My go-to beer this trip has been the steady-as-she-goes Nastro Azzurro. It’s a Peroni product, sold in these half-liter bottles for 1.50 euro. It’s virtually indistinguishable from Heineken -- same color, skunkiness and low ABV (5.1%). Makes me wish I had a lawn to mow! It tastes like the beer my dad would give me a sip of when I was a little kid, a la Carling Black Label.


Two observations: The word “prego.” Is there anything it can’t mean? Typically, of course, it means “You’re welcome,” but I’ve also heard it used to signify “Please,” “After you,” “Time to get off the elevator,” “Pipe down, kids” and “Hold on a sec.” It’s very “aloha”-like in its versatility.

No. 2: Without exception, when I tell someone I’m in Turin for two weeks, they think I’m lying. “It is not possible,” a shop owner named Stefano insisted today. Once they get over the fact that I’m not kidding, the Torinesi seem deeply complimented, though they won’t say so. They feel Turin has been forgotten, especially with the Olympics receding into history, and the city seethes with an inferiority complex. Time to shake it off, people. This place is mad-crazy-sick-tight, and those who live here seem to be the last to know.

Eataly, hallowed ground for the foodie, the stuff of myth, Whole Foods on steroids, it’s all been said before.

I rode the bike down here. There was one hairy roundabout on the way, but the basic bike precepts remain the same: Stay out of the door zone, pay attention to your line, if you move left, traffic behind you will move left. I may get guff for saying this: Europeans talk endlessly about freedom but long to be ruled. In the same sense, motorists everywhere revel in their autonomy but secretly crave to be directed. Predictability and consistency; that's what people want. Feeling crowded? Take the lane!

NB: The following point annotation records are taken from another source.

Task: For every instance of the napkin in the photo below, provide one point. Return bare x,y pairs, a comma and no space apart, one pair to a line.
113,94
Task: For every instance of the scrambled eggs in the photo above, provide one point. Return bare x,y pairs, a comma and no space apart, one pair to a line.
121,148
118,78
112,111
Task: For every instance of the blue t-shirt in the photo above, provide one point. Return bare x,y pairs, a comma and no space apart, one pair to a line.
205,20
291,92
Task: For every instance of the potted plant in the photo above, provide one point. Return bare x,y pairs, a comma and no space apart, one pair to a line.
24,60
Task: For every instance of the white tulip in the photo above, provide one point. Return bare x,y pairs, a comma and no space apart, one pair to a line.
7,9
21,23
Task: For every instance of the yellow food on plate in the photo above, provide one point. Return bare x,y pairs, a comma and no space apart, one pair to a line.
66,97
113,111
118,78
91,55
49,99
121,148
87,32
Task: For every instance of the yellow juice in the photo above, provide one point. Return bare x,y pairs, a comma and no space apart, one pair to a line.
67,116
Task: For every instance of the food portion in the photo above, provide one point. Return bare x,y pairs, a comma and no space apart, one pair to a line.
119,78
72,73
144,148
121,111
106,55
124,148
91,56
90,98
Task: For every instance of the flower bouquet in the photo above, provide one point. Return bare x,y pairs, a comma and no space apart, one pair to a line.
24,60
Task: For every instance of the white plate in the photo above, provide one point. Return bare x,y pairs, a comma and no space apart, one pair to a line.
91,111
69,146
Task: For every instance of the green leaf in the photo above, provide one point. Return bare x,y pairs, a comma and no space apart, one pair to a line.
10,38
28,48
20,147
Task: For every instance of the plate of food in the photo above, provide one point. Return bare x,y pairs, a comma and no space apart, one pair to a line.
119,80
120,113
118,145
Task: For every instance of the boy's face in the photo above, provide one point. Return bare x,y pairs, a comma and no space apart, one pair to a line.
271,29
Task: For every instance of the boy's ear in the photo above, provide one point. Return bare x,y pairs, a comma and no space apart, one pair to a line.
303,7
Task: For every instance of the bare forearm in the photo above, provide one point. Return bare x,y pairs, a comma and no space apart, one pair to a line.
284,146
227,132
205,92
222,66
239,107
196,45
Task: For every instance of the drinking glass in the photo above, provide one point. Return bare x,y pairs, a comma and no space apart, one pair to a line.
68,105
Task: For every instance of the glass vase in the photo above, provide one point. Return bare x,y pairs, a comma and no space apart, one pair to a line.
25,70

A grocer with its own beer bar. Try before you buy! I picked up a Trentare brown (9.1%!) and a Birrifico La Mummia, which advertises itself as “spontaneously fermented,” a fancy term for coming to age in a cask infected with brettanomyces, lactobacillus or some similar bug. I’m going to go out on a sturdy limb and say the world’s best beers are made this way. My favorite ones, anyway. I’m skeptical about these Italian brews. They’re cooling as we speak.


The relevant question is what doesn’t Eataly have? It’s been said you can build a house from just the materials available at a Home Depot. From Eataly, you can grab the ingredients needed to cook up anything under the sun, and some things that haven't been dreamt. The New York Times tells me an Eataly is coming to NYC this year. It may have already opened.


Elegant shortcuts for the time-pressed.


The place left me speechless. There is an entire section devoted to lozenges, for instance. I couldn’t make this up.


Back home, tonight’s repast, in the zygote stage.


From farm to table in 15 minutes! Haw! Jesus, I look like a henpecked Edward G. Robinson in “Scarlet Street.”


Not knowing what else to say, allow me to issue a hearty “Prego!” Make of it what you will.